Thursday 1 October 2020

(internal) Shared target discovery *ongoing*

Although myNEO’s focus area of personalised neoantigen-directed immunotherapy is showing great potential, it often comes with logistic and economical setbacks depending on the vaccination platform. Also, certain genomic profiles tend to be abundantly represented in tumour subgroups, which opens up to the possibility of off-the-shelf neoantigen-driven therapies for specific patient populations. As such, myNEO has joined the efforts in the development of pan-cancer or pan-patient cancer-specific treatments. To achieve this, various data-types – including but not limited to for example genomic, methylomic, and proteomic (Figure 1) – from multiple public and private resources have been combined in a state-of-the-art integrated multi-omics analysis. This, to reveal cancer-specific and -associated neoantigens shared by a significant portion of the patient population.

Figure 1. An overview of the datatypes and sources integrated in the shared variant discovery workflow. The genomic data ranges from variant status over (differential) expression analysis to proteomic data to assess population coverage and validate the findings.

Identification of such pan-patient shared neoantigens thus allows for more broadly applicable, off-the-shelf treatment options, that can be initiated almost immediately upon diagnosis. In the meantime, if needed, a more truly personalised treatment could be designed based on an assessment of the patient’s specific neoantigen repertoire. It is our believe that such a combined approach will have a synergistic tumouricidal effect and increase the treatment’s success rate.

At a first stage, the project has identified tumour-enriched gene-expression, shared SNVs/indels as well as intron-retention (IR) events (Figure 2). Extension onto fusion-genes, post-translational modifications, non-canonical expression, and copy-number-variation, among others, allows to even further broaden the scope of shared neoantigen identification. Preliminary results from this bioinformatics workflow have elucidated promising candidates in colon cancer for example, which have been validated via evidence in relevant proteomic sample cohorts. Additional in-depth analyses are ongoing in other tumour-stages (e.g. primary, relapse, and metastatic samples) and -types to extend the pan-cancer shared neoantigen portfolio of myNEO.

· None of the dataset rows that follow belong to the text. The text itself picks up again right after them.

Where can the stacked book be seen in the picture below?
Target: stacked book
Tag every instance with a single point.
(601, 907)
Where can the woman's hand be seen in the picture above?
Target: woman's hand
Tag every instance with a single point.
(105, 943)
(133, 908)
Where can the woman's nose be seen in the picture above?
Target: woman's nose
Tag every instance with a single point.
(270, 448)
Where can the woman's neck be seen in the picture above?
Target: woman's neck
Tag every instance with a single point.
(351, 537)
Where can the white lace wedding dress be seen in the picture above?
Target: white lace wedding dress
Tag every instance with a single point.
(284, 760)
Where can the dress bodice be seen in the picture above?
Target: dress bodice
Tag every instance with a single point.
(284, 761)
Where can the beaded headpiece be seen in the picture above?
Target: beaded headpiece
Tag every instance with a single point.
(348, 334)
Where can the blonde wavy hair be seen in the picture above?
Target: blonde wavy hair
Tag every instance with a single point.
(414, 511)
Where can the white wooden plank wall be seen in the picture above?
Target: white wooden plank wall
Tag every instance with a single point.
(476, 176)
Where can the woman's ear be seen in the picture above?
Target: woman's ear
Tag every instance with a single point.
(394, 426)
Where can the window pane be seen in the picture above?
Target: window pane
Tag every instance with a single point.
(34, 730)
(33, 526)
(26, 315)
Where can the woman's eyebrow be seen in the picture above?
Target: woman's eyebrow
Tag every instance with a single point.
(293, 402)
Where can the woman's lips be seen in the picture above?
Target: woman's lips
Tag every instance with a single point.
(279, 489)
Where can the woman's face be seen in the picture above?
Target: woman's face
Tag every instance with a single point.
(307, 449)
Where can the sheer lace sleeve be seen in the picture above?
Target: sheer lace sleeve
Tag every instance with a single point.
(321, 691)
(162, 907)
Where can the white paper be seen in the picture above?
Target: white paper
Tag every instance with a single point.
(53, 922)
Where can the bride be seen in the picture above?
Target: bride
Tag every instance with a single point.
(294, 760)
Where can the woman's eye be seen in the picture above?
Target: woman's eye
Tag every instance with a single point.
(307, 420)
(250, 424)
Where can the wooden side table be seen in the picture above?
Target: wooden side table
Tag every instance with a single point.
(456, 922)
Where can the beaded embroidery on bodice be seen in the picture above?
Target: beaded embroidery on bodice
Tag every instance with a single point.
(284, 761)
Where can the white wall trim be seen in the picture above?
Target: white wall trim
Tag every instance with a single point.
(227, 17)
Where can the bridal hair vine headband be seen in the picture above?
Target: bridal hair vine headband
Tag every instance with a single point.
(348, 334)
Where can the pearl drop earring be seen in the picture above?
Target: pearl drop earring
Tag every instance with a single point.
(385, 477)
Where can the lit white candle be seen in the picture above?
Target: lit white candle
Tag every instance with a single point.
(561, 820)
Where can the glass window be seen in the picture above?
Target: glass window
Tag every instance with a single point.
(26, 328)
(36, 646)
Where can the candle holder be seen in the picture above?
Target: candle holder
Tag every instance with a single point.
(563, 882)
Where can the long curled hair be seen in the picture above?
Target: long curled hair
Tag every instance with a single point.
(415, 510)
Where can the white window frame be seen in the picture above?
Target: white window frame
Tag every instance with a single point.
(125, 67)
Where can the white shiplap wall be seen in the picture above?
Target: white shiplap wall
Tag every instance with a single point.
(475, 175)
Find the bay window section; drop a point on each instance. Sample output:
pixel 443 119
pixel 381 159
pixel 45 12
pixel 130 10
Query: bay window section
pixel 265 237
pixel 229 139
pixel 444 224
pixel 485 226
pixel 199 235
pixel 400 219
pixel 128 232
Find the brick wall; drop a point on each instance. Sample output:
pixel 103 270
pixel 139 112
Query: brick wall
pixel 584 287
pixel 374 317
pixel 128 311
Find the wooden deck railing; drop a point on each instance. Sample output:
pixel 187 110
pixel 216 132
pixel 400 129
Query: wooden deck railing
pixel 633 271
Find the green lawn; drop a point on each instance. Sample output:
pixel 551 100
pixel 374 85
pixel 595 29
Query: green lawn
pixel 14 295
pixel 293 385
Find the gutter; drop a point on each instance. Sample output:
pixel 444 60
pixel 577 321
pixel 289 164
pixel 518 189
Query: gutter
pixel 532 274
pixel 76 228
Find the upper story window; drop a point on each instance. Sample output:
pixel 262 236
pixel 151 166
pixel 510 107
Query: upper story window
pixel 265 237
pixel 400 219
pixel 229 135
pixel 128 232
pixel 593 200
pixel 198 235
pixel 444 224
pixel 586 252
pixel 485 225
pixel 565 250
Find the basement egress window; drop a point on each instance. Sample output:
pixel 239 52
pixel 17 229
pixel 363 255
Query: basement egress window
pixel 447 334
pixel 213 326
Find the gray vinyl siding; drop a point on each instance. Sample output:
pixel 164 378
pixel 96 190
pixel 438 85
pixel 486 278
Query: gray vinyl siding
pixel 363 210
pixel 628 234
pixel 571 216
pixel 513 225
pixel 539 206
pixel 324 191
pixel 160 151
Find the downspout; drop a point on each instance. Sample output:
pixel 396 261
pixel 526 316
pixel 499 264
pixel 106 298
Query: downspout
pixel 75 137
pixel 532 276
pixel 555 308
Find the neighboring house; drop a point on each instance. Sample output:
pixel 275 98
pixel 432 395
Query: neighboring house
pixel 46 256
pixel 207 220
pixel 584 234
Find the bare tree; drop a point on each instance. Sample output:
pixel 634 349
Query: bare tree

Figure 2. Genomic and clinical information are combined in a state-of-the-art workflow to identify features specifically enriched in certain sample populations.

Since the analysis includes samples across various tumour-stages, such a repertoire could also prove to be a valuable asset to chart mutational evolution upon treatment. For example, by integrating it in myNEO neoantigen prediction pipeline, it could help identify patient-specific mutations likely to influence tumour-relapse and guide the development of a personalised cancer vaccine to anticipate such events.